As a result of this increasing demand, five of the 22 markets tracked by Savills saw yield compression across all operating structures in Q3. This includes Madrid, Lisbon, Warsaw, Dublin and Copenhagen. In Q2, only Lisbon saw compression across the board.
Richard Dawes, director in the Savills hotels team, comments: “This yield compression across the various operating structures is being driven, in part, by increasing investor appetite for hotels, lack of stock and cheaper financing, which is particularly acute within more mature markets in Germany, Paris and London.”

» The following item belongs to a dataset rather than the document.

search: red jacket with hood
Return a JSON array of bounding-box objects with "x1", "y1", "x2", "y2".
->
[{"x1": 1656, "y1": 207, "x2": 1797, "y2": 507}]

Savills reports that 12 cities saw a 25bps downward shift in prime yields on Vacant Possession/Franchise operating structures during Q3 up on the three cities that reported compression in Q2 (averaging 5.34% across all cities). Similarly eleven markets reported compression in Management Contract prime yields (averaging 5.81%) compared to two markets in Q2. According to Savills, this highlights the appetite investors have to move up the risk curve by investing in non-leased assets, in the pursuit for higher yielding assets.
Prime hotel yields on leased operating structures continue to see the keenest yields, averaging 4.26% across the 22 European markets tracked by Savills, with nine markets seeing a 25bps compression in Q3 2019. As a result there are now seven cities with prime yields for leased assets at sub 4%.
Marie Hickey, director in Savills research team, says: “Investors seeking higher yields are either moving to non-leased operating structures in established markets or opting to look at growth tourist cities. This includes cities such as Prague, Lisbon, Warsaw and Vienna – all of which have experienced larger than average hotel investment volumes this year.”